US military's new Iraq strategy: religious conciliation

Last week's meeting in Baghdad – the largest of its kind in 37 years – included warring Sunnis and Shiites.

– A fledgling group of Sunni and Shiite religious leaders met for the first time in Baghdad last week to condemn sectarian violence in their country, a move US military officials framed as a first of its kind and a small step toward broader political reconciliation.

The group of 55 delegates composed of Sunni, Shiite, Kurdish, and other religious representatives from around the country signed an accord June 12 during a two-day meeting that denounced Al Qaeda and vowed to protect holy sites. But it wasn't enough to stop the truck bombing of a Shiite mosque in downtown Baghdad that reportedly killed 87 and injured 200 more. The bombing is the most recent example of the kind of violence between Sunnis and Shiites, although no one had immediately claimed responsibility for it. That attack follows a wave of attacks against mosques recently, including five in Basra – three Sunni and two Shiite – and the second attack on the historic Shiite mosque in Samarra in which the two remaining minarets were virtually destroyed.

The group of religious delegates who met in Baghdad was attempting to stem just this kind of violence. Billed as the Iraqi Inter-Religious Congress, it was the largest number of religious leaders from the broadest geographic base in Iraq to meet in 37 years, American officials in Baghdad say. Many of the 55 delegates, which also included Christians as well as Yazidi, a primarily Kurdish sect in northern Iraq, were themselves some of the "bad actors" who have directed sectarian violence, officials say.

"The biggest miracle of the conference was that it was the first time since the war that these antagonists sat down in a room and had a reasonable dialogue instead of passing out ammunition," says Army Col. Micheal Hoyt, chief chaplain for US forces in Iraq.

Colonel Hoyt says he doesn't want to oversell the significance of the event. Nonetheless, he points to it as a positive sign of the kind of large-scale political reconciliation that could still occur in Iraq.

"If this step hadn't occurred, there wouldn't be any movement in that direction," he says. "This is the foundational step to allow broader reconciliation, at least among religious leaders, many of whom are perpetrators of violence, to begin to move forward."

But at least one US analyst says such meetings have occurred on some level before and while they yield conciliatory rhetoric, that rarely translates into a decrease in violence.

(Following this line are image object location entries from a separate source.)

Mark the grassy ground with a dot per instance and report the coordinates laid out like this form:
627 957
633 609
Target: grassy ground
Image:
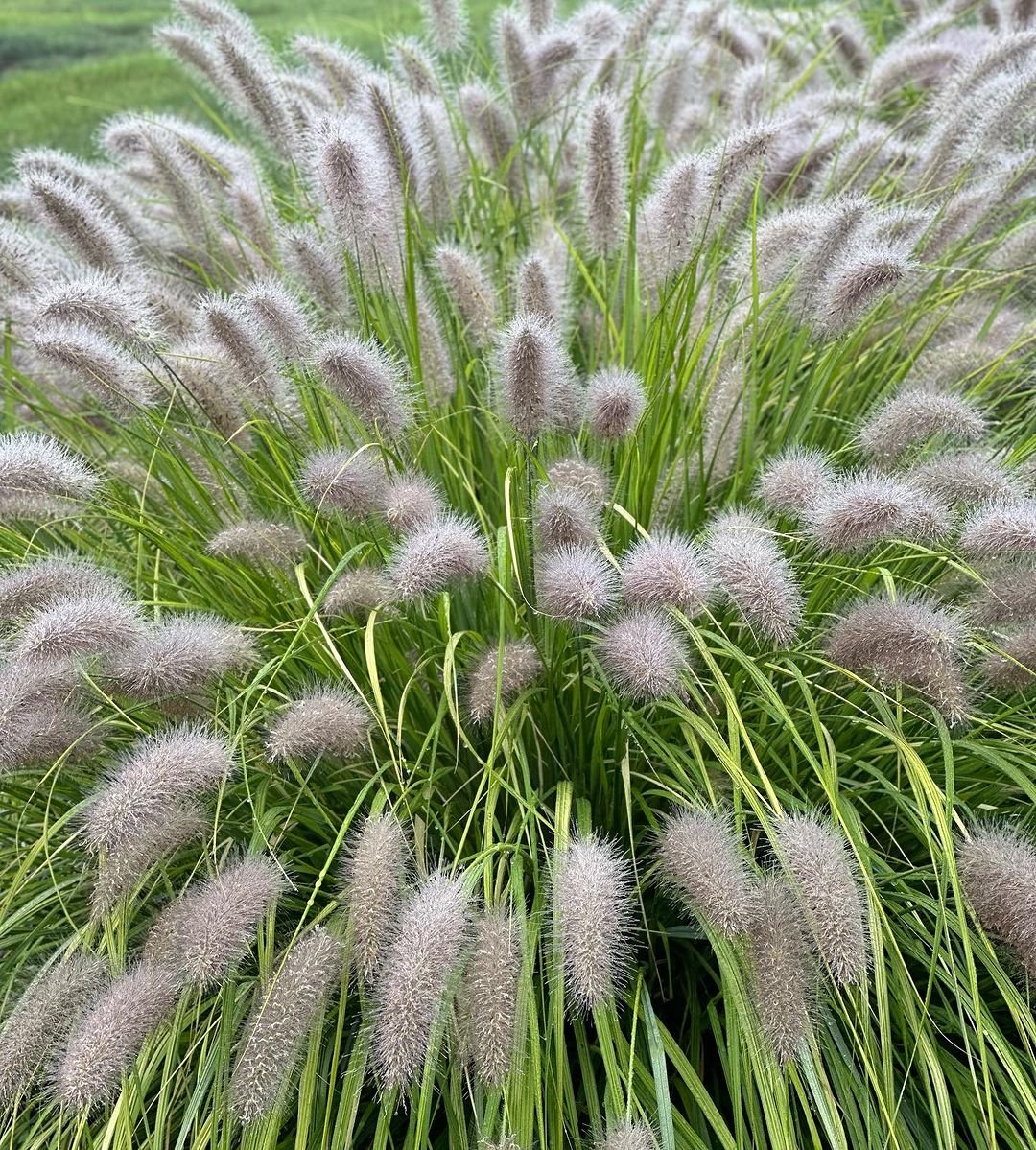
64 64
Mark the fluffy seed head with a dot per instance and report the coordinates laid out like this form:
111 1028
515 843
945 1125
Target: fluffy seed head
341 481
910 641
914 415
782 969
856 512
519 666
794 481
489 996
108 1038
563 516
577 583
372 884
446 550
415 978
534 375
614 403
825 877
1001 528
594 919
997 867
644 654
208 930
282 1021
42 1019
666 572
328 720
258 541
371 385
752 573
411 501
161 769
704 865
183 654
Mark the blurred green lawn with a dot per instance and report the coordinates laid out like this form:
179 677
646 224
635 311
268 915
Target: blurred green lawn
65 64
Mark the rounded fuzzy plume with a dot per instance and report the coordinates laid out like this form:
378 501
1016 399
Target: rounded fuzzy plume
644 656
374 878
859 510
563 516
782 969
912 641
826 878
534 376
341 481
489 996
997 868
580 475
368 381
704 865
614 403
752 573
666 572
327 720
159 770
108 1038
794 481
914 415
39 584
603 178
44 1017
415 978
469 291
358 593
411 501
105 623
278 1028
1013 668
208 930
518 668
259 541
577 583
594 919
446 550
1001 529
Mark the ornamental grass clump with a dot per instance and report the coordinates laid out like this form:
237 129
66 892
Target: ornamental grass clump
466 505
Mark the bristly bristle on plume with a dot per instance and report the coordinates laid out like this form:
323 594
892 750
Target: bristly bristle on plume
644 654
909 641
160 769
259 541
614 403
752 573
825 877
997 867
325 720
209 928
705 866
575 583
416 976
487 997
44 1017
349 483
449 549
794 481
592 923
282 1021
106 1041
516 668
782 969
374 878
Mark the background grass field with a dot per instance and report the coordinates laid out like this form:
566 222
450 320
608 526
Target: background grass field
65 64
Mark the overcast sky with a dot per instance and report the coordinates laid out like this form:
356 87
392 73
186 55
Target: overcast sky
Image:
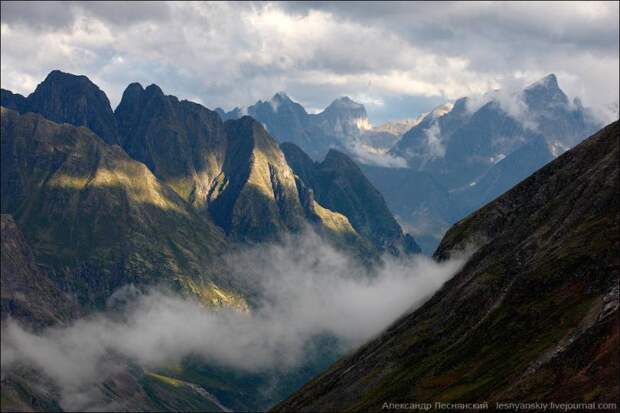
399 59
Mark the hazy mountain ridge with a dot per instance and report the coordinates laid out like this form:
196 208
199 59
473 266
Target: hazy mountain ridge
343 125
532 317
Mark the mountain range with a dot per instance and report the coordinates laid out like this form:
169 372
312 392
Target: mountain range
435 169
159 191
155 193
532 317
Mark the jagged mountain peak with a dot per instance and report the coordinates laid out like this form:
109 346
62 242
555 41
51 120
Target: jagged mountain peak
548 82
346 102
75 99
281 97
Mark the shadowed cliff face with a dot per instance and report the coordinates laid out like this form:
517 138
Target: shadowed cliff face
63 97
532 316
101 219
27 291
339 184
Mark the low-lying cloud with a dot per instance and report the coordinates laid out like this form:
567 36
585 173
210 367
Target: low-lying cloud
305 289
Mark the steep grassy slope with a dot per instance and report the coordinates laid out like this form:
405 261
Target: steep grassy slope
99 219
532 316
339 184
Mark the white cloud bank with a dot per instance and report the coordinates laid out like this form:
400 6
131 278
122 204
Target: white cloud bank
306 288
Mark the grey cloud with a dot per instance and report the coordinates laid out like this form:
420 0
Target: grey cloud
232 54
58 15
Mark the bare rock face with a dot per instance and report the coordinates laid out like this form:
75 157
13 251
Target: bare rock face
67 98
533 316
28 294
101 219
339 185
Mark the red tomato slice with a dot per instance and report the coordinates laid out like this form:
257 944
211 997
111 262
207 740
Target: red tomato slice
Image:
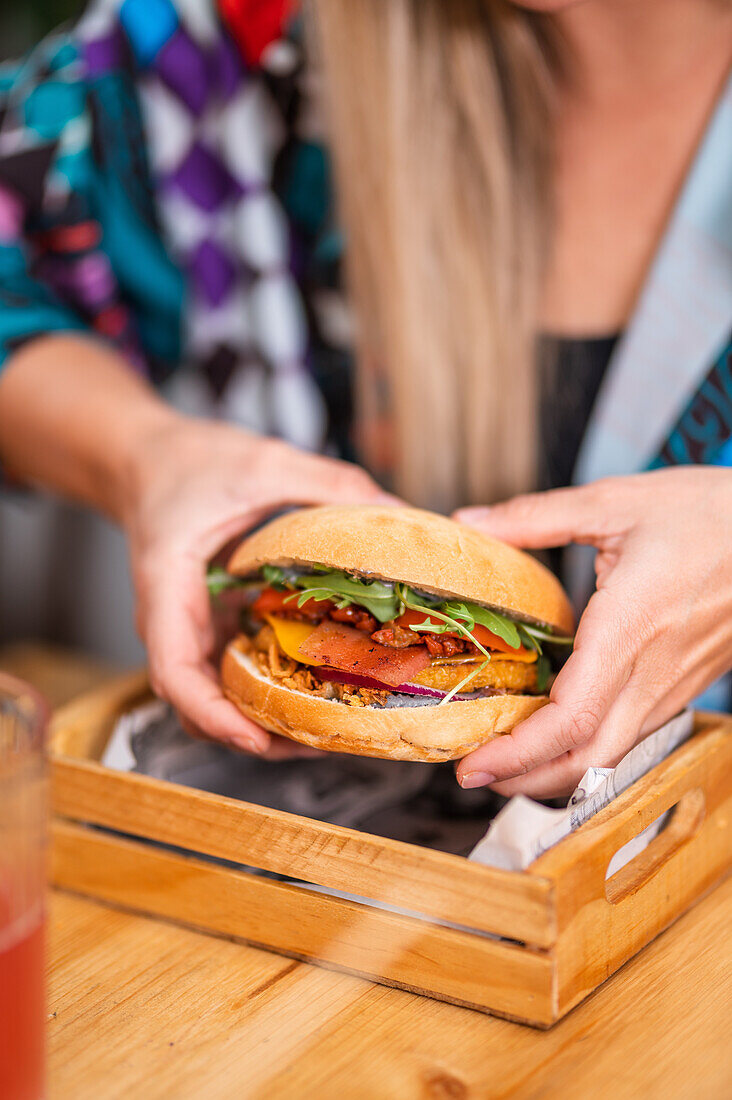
274 602
341 647
481 634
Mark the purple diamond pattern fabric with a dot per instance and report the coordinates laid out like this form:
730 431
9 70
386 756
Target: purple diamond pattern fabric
212 135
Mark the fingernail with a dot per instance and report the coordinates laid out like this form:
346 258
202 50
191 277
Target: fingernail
471 779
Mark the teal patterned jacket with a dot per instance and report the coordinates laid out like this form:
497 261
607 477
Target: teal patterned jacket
76 184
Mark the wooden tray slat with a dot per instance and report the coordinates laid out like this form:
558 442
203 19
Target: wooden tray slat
571 927
445 887
477 971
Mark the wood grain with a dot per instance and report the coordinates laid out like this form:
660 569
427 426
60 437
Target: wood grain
458 966
143 1009
563 906
446 887
58 673
601 924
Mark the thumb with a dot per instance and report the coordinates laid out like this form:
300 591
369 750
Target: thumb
587 514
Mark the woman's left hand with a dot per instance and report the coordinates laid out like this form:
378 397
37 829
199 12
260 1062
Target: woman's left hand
655 634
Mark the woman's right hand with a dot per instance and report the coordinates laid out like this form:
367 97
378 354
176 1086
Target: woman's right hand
195 486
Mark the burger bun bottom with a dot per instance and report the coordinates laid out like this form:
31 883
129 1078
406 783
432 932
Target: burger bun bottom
405 733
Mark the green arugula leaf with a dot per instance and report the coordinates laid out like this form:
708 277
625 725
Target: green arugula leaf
380 600
496 624
274 576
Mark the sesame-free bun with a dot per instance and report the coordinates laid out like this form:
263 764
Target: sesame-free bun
405 733
421 548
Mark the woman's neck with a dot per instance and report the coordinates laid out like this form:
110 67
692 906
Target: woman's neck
621 50
641 81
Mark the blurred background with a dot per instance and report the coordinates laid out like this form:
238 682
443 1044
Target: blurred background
73 563
23 23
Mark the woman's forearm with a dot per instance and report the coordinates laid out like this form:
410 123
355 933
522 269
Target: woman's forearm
74 418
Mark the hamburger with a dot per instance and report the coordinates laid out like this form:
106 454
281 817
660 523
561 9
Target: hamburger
390 631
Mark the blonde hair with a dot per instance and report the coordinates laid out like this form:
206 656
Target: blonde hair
439 117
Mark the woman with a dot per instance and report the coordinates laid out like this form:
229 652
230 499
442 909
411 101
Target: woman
503 174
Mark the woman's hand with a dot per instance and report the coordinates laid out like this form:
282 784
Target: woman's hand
196 486
656 633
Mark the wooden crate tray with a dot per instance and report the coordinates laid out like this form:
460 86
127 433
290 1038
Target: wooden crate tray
530 945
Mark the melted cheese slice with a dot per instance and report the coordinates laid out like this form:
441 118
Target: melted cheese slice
291 635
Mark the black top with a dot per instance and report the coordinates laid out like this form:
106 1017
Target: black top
570 375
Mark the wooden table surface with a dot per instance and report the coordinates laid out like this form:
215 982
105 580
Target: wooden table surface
143 1009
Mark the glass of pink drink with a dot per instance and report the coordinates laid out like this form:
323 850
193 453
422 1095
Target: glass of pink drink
22 890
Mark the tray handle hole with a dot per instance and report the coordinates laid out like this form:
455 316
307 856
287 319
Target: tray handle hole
630 869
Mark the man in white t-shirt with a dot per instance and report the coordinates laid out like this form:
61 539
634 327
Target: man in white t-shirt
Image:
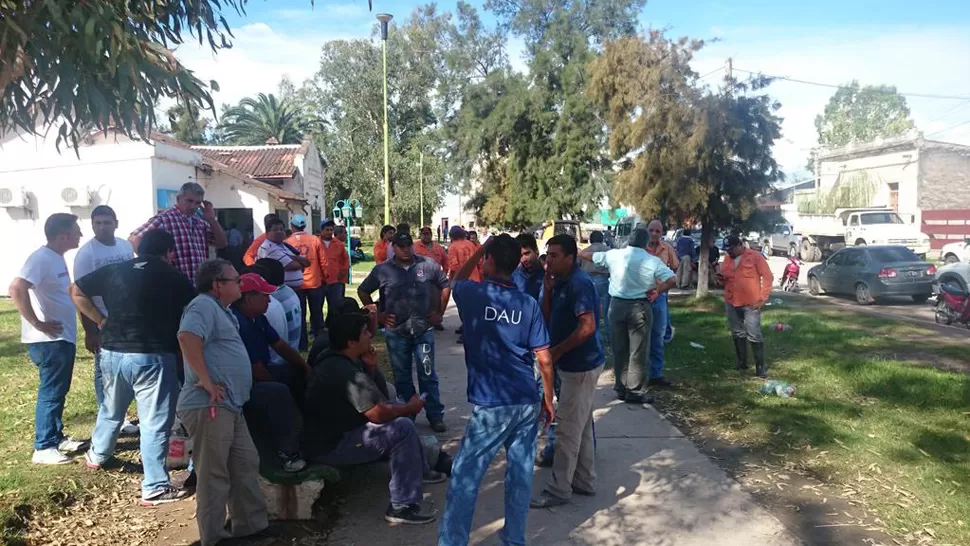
49 329
104 249
274 248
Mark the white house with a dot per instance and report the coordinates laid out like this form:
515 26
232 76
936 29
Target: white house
136 178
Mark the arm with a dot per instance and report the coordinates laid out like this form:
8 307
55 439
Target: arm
585 330
19 293
192 353
291 356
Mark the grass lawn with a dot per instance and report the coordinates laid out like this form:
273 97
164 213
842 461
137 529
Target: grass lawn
869 414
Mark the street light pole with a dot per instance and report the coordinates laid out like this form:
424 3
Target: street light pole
421 186
385 18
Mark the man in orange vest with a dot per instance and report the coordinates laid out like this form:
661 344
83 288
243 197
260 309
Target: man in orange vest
312 291
337 273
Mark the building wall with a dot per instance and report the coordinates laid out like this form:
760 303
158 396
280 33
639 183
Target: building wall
115 172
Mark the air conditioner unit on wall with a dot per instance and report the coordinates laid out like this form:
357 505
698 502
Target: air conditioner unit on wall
13 197
75 196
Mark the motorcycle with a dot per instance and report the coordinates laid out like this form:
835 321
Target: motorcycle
789 279
952 305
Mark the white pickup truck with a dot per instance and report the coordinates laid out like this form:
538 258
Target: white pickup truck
819 235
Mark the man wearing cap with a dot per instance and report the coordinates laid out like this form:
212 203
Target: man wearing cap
313 289
747 280
338 265
413 291
277 392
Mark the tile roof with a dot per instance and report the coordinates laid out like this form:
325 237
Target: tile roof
255 161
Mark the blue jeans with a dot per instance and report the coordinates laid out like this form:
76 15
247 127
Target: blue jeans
512 427
402 352
151 381
657 332
55 364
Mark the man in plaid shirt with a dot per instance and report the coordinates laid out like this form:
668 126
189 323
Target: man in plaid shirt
190 230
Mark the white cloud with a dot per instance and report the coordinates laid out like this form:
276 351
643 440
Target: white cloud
924 60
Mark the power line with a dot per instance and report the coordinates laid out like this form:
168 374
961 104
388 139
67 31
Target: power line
948 129
833 86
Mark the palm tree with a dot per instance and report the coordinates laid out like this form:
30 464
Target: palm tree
264 119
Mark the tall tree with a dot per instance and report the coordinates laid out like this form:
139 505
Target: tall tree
264 119
861 114
695 154
186 123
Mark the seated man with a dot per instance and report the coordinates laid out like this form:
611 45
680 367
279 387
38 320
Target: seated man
350 421
274 402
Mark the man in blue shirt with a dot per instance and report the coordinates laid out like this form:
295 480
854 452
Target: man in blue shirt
273 407
637 278
506 326
528 275
571 307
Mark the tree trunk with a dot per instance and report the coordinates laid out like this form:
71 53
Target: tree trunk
703 266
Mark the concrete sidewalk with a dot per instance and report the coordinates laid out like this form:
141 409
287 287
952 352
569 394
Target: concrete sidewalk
654 487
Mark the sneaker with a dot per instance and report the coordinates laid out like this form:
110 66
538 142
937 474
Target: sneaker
129 429
163 496
50 455
410 514
70 445
432 477
291 463
89 461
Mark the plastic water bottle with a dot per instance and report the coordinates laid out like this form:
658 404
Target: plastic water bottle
778 388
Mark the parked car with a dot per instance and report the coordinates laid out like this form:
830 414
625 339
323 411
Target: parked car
955 252
957 273
873 272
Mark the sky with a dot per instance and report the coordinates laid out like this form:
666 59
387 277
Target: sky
919 47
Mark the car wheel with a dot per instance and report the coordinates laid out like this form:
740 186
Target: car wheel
814 287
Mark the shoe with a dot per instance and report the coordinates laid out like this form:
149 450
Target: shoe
70 445
433 477
410 514
645 398
163 496
291 463
190 482
129 429
660 382
50 455
547 500
89 461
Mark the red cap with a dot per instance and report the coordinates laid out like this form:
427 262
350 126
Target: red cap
251 282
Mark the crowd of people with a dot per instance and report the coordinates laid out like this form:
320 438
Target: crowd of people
220 349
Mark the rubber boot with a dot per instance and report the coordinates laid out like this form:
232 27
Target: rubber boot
741 353
759 359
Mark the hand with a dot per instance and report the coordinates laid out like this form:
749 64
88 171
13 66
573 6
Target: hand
208 211
386 319
548 413
92 342
216 392
415 404
50 328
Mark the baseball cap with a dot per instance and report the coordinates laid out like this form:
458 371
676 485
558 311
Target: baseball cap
251 282
402 238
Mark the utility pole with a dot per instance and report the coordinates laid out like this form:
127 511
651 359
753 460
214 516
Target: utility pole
421 186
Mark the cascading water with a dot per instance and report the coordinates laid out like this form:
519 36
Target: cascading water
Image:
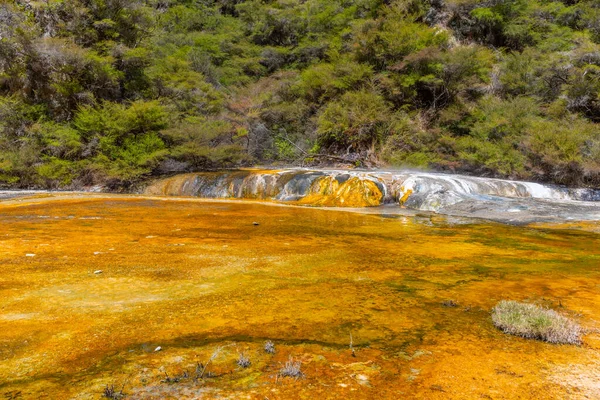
442 193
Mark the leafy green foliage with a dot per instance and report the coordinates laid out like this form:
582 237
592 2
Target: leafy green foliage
114 91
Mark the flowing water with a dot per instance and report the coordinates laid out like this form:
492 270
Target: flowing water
93 285
501 200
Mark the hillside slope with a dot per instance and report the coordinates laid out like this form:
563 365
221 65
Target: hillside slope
114 91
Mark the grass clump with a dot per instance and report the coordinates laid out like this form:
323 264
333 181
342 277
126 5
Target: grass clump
243 361
269 347
110 392
534 322
292 369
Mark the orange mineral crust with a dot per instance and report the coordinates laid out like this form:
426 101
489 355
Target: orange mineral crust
159 298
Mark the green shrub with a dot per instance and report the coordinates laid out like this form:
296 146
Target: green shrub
357 120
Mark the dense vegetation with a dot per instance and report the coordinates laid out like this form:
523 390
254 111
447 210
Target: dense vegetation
113 91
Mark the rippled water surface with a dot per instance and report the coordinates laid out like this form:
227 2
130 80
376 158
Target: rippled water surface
191 276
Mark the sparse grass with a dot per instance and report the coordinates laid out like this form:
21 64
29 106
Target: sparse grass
111 393
291 369
449 303
269 347
534 322
243 361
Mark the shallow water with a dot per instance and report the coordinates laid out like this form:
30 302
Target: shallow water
449 194
191 276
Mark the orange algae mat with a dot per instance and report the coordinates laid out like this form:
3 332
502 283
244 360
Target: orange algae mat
192 277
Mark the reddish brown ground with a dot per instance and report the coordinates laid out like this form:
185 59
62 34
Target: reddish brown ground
191 276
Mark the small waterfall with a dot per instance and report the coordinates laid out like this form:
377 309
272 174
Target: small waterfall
317 188
341 188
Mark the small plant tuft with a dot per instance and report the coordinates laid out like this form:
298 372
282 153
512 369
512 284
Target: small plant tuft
110 392
449 303
292 369
269 347
243 361
534 322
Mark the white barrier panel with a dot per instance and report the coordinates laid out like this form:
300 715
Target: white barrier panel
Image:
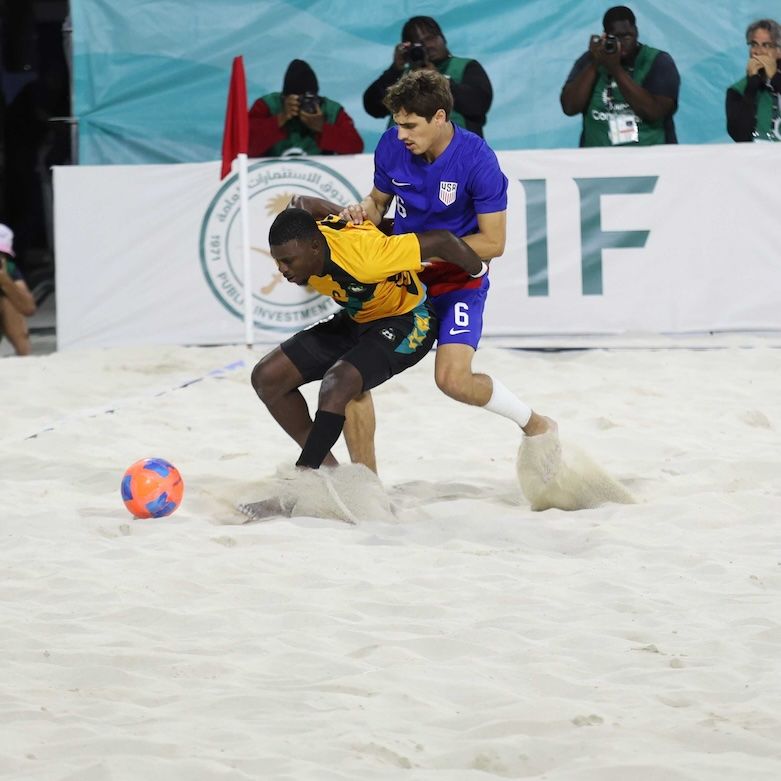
660 240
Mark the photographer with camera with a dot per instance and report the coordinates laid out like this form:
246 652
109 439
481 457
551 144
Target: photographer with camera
299 121
423 47
626 91
753 102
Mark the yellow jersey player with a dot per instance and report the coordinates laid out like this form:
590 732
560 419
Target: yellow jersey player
385 326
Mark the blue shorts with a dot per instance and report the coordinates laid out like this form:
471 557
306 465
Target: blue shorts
460 314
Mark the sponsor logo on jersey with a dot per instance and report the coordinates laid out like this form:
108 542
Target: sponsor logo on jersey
447 192
276 304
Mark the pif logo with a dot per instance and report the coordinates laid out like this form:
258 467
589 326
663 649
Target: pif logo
277 305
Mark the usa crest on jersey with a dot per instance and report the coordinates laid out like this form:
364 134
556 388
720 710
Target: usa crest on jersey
447 192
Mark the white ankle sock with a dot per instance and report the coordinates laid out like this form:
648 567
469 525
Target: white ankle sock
505 403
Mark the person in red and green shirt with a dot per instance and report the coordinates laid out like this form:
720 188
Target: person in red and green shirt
299 121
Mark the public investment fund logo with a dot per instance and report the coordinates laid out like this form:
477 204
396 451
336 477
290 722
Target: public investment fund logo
276 304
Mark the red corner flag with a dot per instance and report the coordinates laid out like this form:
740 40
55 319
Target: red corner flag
235 139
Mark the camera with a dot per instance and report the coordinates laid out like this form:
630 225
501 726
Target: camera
309 103
415 54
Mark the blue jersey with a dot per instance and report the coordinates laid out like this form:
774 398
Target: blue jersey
446 194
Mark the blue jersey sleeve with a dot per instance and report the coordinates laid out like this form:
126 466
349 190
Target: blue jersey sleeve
488 185
383 156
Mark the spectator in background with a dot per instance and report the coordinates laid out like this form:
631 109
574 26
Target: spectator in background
16 300
423 46
753 102
299 121
626 91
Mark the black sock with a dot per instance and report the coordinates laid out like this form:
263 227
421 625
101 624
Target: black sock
325 431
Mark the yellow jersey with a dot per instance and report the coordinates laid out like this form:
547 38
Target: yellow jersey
370 274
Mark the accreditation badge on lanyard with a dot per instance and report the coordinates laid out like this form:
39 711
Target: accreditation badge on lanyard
623 129
622 125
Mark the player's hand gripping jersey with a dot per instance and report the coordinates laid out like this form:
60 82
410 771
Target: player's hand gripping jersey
448 194
370 274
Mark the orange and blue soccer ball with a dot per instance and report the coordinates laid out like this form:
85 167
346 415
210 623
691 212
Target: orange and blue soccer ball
152 488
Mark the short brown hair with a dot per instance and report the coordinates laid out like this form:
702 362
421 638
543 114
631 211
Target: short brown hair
420 92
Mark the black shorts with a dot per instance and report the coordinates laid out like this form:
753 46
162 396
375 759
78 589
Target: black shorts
378 349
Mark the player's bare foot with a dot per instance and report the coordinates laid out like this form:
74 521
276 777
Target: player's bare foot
539 424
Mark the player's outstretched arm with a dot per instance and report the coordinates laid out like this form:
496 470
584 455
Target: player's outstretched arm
491 235
372 208
444 244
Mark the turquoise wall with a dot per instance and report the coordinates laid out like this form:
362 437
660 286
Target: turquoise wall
151 76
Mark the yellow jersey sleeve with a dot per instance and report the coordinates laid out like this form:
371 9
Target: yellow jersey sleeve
367 254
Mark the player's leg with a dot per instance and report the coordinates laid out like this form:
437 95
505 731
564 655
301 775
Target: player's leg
341 384
386 347
460 328
14 325
304 357
359 427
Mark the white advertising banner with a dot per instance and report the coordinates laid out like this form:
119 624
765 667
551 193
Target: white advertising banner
659 240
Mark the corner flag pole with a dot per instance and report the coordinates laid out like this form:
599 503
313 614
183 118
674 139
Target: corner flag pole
235 145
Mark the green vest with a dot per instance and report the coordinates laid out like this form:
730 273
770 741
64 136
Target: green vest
767 122
453 68
605 102
298 136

Many of those perpetrating violence, at mosques and elsewhere, don't listen to the clerics, says Bruce Riedel, a senior fellow at the Brookings Institution, a think tank in Washington. "It would be great if this works, but I'm deeply pessimistic at this stage in the civil war that it can be reversed by meetings like this."

Much of the meeting was spent on deciding how the meeting would proceed and included only a little substantive discussion beyond denouncing extremist Sunnis in the form of Al Qaeda and vowing to protect holy sites around the country, Hoyt says. The accord they signed included other broad points around the ideas of free expression of faith, tolerance, and unity.

Hoyt declined to say what the issues of contention that remain are, saying those are negotiating points that will be addressed at the next meeting within the next two months. Media reports from Baghdad indicated that imams from various mosques in Baghdad have recently been encouraging each other to attend one another's mosques for Friday prayer.